Diese drei Narrative brauchen natürlich menschliche Gegner, aber eben bestimmte: Die "Unmenschlichen" Orks brauchen besonders edle Menschen oder solche, die sich an "Edlen" Themen abarbeiten. Deshalb kämpfen in Greifenfurt Praiosgläubige gegen die Orks und in der Donnermark (und Prominent der dazugehörigen Kampagne) Rondragläubige.

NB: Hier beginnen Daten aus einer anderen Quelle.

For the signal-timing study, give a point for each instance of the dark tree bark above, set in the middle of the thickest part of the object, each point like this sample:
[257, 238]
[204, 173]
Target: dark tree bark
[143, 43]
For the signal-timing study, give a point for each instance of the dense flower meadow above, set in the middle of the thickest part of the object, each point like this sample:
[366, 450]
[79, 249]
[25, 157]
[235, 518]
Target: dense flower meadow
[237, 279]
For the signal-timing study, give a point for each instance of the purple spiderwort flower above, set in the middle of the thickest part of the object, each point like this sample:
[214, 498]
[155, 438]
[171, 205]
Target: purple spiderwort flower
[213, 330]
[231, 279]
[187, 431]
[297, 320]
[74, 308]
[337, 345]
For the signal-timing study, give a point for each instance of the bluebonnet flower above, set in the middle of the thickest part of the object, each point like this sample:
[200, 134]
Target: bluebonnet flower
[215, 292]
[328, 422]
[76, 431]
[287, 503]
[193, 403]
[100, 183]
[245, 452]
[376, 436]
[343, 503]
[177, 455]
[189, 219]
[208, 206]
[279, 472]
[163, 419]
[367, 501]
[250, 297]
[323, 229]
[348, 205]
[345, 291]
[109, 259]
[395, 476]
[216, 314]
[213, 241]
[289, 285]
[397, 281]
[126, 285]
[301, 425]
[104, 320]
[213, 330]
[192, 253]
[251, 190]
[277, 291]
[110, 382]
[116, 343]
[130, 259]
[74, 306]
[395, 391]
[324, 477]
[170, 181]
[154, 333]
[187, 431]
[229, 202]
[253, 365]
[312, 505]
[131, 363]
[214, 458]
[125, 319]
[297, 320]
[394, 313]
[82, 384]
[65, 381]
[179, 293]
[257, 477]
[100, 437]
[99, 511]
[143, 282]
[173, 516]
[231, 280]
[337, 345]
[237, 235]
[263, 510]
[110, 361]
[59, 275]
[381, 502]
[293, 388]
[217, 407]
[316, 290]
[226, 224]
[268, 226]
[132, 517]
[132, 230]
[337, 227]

Für das Reitervolk Narrativ ist es schonmal praktisch, wenn die Ork-Gegner Westeuropäisch wirken. Das ist das, was in den Orkenstürmen viel gemacht wurde. Außerdem muss der lebensentwurf der Menschen ein Gegenstück zu dem der Orks darstellen. Das Narrativ der "Zivilisationsbedrohenden Steppenreiter" funktioniert nur dann, wenn die bedrohte Zivilisation fundamental anders ist, als die der Angreifer. Sie muss sesshaft sein, zivilen Regeln folgen und vielleicht ein kleines Dekadenz/"sich zu sicher fühlen" Problem haben. Deshalb greifen die Orks bei ihren Orkenstürmen immer das Mittelreich an.
Die Western-Orks brauchen gegner mit zwei Aspekten: Technologischer Überlegenheit und schlechetrer Geländekenntnis.
Diese Orks Narrative mergen einfach nicht sehr gut mit den Thorwaler-Narrativen. Sklaverei und Geschlechterrollen ist in meinen Augen das einizige Thema, wo die Orks als "Unmenschliche" Archetypen für die Thorwaler infrage kämen. Aber selbst dann käme das zu dem Preis, dass die Thorwaler ihr Hinetrland verteidigen müssten, was bedeuten würde, dass sie weniger Zeit damit verbringen würden Al'Anfanische Galeeren zu entern, Küstendörfer zu überfallen und Sklaven zu befreien, also all die Sachen, wofür wir sie eigentlich mögen. Und ich glaube das Risiko wollte man bei Ulisses nicht eingehen...
Das war jetzt etwa 10.000 mal das Wort "Narrativ", danke, dass Sie zu meinem TED Talk gekommen sind.